The research team has announced an exciting advancement: they have developed a new neural network called HOVER (Humanoid Omnipotent Versatile Controller). This neural network has 1.5 million parameters and is specifically designed to coordinate the movements and operations of humanoid robots.

image.png

Jim Fan, Senior Research Manager at NVIDIA, stated: "Not all foundational models need to be large. The 1.5M parameter neural network we trained is designed to control the body of humanoid robots." He further explained that HOVER can capture the subconscious processes in human movements, allowing robots to perform complex tasks without tedious programming. He mentioned, "Humans require a lot of subconscious processing when walking, maintaining balance, and dexterously controlling their limbs."

During the training process, HOVER utilized NVIDIA's Isaac simulation platform, which accelerates physical simulations at a speed 10,000 times faster than real-time.

Jim Fan revealed that the model was trained in a virtual environment for a year, which actually took only about 50 minutes of real time, completed on a single GPU. He stated that this efficient training allows the neural network to smoothly transition to real-world applications without the need for fine-tuning.

HOVER has the capability to respond to various high-level motion commands, including using XR devices (such as Apple's Vision Pro) for head and hand pose control, or obtaining full-body poses through motion capture and RGB cameras, or even receiving joint angles from exoskeletons or root speed commands from joysticks. Fan emphasized that HOVER provides a unified interface for controlling robots with different input devices, facilitating the collection of teleoperation data for training.

Additionally, HOVER integrates with upstream vision-language-action models, enabling high-frequency motion commands to be translated into low-level motor signals. This model is compatible with any humanoid robot that can be simulated in Isaac, allowing users to easily bring robots to life.

Earlier this year, NVIDIA also announced a project called GR00T, a universal foundational model designed specifically for humanoid robots. The robots driven by GR00T (Generalist Robot00Technology) can understand natural language and mimic human movements by observing actions, enabling them to quickly learn coordination, flexibility, and other skills necessary for effective interactions in the real world.

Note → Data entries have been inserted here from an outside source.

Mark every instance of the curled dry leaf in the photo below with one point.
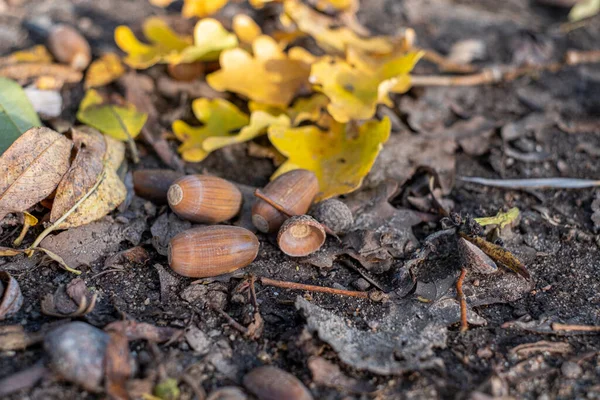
(97, 154)
(32, 168)
(276, 76)
(340, 157)
(12, 298)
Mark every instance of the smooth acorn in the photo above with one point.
(212, 250)
(300, 236)
(295, 191)
(69, 47)
(154, 184)
(204, 199)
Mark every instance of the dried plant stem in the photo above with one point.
(464, 324)
(59, 221)
(569, 327)
(312, 288)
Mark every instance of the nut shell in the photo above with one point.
(272, 383)
(295, 190)
(69, 47)
(212, 250)
(334, 214)
(300, 236)
(204, 199)
(154, 184)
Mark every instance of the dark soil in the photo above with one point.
(562, 246)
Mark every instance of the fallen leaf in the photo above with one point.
(165, 44)
(260, 121)
(32, 168)
(103, 71)
(12, 298)
(340, 157)
(276, 76)
(355, 91)
(97, 154)
(210, 39)
(121, 123)
(219, 117)
(16, 113)
(245, 28)
(201, 8)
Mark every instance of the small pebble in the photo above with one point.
(571, 370)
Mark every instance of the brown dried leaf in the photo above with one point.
(32, 168)
(12, 298)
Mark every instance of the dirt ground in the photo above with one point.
(555, 234)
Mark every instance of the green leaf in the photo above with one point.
(16, 113)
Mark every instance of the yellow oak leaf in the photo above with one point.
(103, 71)
(201, 8)
(219, 117)
(260, 121)
(354, 92)
(245, 28)
(270, 76)
(340, 157)
(210, 39)
(333, 39)
(115, 121)
(165, 45)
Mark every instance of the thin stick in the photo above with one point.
(59, 221)
(312, 288)
(569, 327)
(464, 324)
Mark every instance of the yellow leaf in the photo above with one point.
(340, 157)
(115, 121)
(333, 39)
(219, 117)
(245, 28)
(164, 43)
(260, 121)
(210, 39)
(201, 8)
(308, 109)
(268, 77)
(354, 92)
(103, 71)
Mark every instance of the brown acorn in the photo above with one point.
(300, 236)
(69, 47)
(272, 383)
(154, 184)
(204, 199)
(186, 72)
(212, 250)
(295, 191)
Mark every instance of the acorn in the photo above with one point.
(300, 236)
(212, 250)
(69, 47)
(204, 199)
(334, 214)
(154, 184)
(186, 72)
(295, 191)
(272, 383)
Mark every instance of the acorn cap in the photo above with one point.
(300, 236)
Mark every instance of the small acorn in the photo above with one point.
(334, 214)
(300, 236)
(154, 184)
(69, 47)
(295, 191)
(204, 199)
(212, 250)
(272, 383)
(186, 72)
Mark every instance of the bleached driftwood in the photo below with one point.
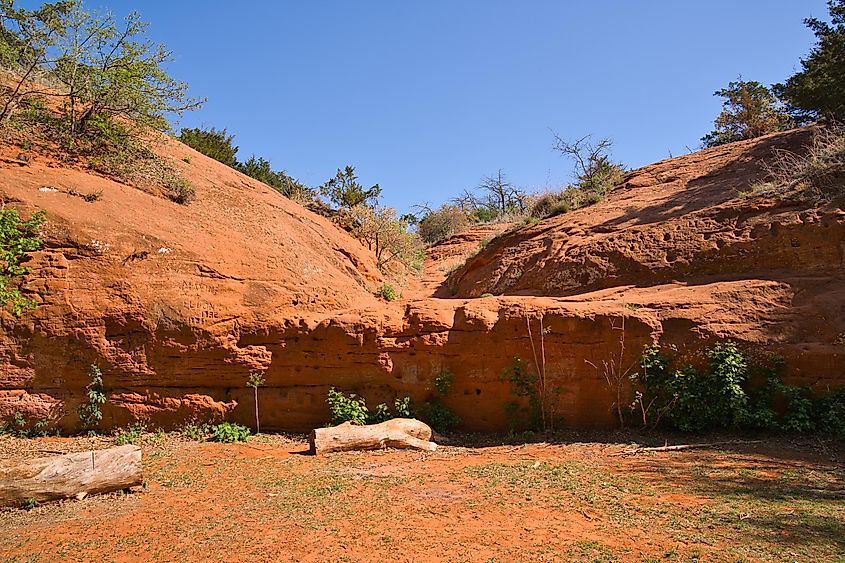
(679, 447)
(70, 475)
(407, 433)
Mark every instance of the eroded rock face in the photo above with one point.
(179, 304)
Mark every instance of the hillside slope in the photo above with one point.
(179, 304)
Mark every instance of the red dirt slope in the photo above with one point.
(179, 304)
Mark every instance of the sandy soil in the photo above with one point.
(572, 498)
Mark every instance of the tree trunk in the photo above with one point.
(71, 475)
(405, 433)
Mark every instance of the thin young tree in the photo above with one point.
(255, 381)
(594, 170)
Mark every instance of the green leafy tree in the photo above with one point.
(17, 238)
(110, 70)
(386, 235)
(255, 381)
(26, 39)
(750, 110)
(818, 90)
(261, 169)
(215, 143)
(346, 192)
(441, 223)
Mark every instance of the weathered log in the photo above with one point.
(679, 447)
(407, 433)
(70, 475)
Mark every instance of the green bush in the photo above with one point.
(434, 410)
(380, 414)
(229, 432)
(196, 432)
(178, 189)
(352, 408)
(90, 412)
(750, 110)
(525, 411)
(731, 393)
(818, 89)
(403, 407)
(347, 409)
(387, 292)
(215, 143)
(17, 239)
(442, 223)
(439, 416)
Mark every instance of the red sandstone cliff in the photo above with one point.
(178, 304)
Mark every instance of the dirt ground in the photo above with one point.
(574, 498)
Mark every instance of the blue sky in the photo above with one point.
(426, 98)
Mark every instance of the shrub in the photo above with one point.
(750, 110)
(403, 407)
(380, 414)
(346, 192)
(395, 246)
(434, 410)
(229, 432)
(196, 432)
(549, 204)
(90, 412)
(818, 89)
(442, 223)
(260, 169)
(594, 171)
(818, 175)
(17, 239)
(387, 292)
(178, 189)
(215, 143)
(725, 396)
(352, 408)
(525, 411)
(347, 409)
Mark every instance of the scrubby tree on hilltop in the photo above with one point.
(26, 38)
(818, 90)
(501, 195)
(346, 192)
(217, 144)
(594, 169)
(750, 110)
(110, 70)
(260, 169)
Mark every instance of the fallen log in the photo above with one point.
(403, 433)
(70, 475)
(679, 447)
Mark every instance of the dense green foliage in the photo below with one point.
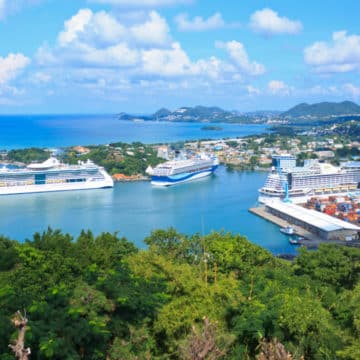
(128, 159)
(102, 298)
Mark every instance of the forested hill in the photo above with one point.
(323, 109)
(185, 297)
(199, 114)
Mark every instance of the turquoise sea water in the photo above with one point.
(67, 130)
(219, 202)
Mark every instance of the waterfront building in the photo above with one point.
(312, 179)
(318, 223)
(285, 161)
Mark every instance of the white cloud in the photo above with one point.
(253, 90)
(166, 62)
(11, 66)
(352, 90)
(239, 56)
(41, 77)
(142, 3)
(342, 55)
(96, 28)
(198, 23)
(268, 22)
(155, 31)
(138, 50)
(277, 87)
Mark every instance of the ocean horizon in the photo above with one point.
(23, 131)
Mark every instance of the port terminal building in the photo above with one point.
(320, 224)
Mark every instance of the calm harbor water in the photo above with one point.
(219, 202)
(68, 130)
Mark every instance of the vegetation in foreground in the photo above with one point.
(184, 297)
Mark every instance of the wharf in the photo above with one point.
(310, 239)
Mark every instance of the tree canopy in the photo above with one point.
(183, 297)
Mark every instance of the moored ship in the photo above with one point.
(314, 179)
(179, 171)
(51, 175)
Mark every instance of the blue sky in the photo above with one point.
(105, 56)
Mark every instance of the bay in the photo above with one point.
(21, 131)
(134, 209)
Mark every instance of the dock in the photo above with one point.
(311, 240)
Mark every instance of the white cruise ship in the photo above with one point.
(52, 175)
(178, 171)
(315, 179)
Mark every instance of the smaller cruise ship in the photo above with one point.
(313, 179)
(52, 175)
(178, 171)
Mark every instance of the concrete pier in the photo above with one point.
(311, 240)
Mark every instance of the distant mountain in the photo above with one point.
(161, 113)
(194, 114)
(323, 109)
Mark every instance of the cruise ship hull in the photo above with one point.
(181, 178)
(105, 182)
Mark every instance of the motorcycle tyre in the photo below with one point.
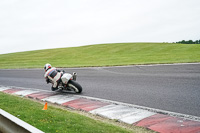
(77, 88)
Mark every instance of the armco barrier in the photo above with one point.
(12, 124)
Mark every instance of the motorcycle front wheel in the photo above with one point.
(73, 85)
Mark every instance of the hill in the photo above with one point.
(104, 55)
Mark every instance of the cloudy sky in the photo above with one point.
(41, 24)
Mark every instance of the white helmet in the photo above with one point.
(47, 66)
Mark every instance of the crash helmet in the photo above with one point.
(47, 67)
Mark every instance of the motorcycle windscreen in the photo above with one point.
(66, 77)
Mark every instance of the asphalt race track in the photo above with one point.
(173, 88)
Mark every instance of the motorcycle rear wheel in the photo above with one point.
(75, 86)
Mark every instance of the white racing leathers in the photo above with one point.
(54, 76)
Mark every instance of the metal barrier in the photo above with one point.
(12, 124)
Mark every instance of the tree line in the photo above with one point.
(189, 42)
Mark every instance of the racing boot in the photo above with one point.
(74, 75)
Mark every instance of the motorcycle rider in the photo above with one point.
(52, 75)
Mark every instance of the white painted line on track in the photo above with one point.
(135, 117)
(25, 92)
(59, 99)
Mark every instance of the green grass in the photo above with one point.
(56, 120)
(104, 55)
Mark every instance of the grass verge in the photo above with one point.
(104, 55)
(57, 120)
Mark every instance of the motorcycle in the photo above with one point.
(68, 83)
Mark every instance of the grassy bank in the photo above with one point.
(56, 120)
(104, 55)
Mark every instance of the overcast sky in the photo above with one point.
(42, 24)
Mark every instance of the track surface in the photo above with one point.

Paper URL: https://arxiv.org/pdf/2410.21229

Key Points:

- 🤖 NVIDIA introduces HOVER, a 1.5 million parameter neural network designed to control the movements and operations of humanoid robots.

- ⏳ HOVER was trained in a virtual environment for a year, with the actual training time being only 50 minutes, enhancing the efficiency for real-world applications.

- 🎮 HOVER supports various high-level motion commands, works with different input devices, and provides a unified interface for robot control.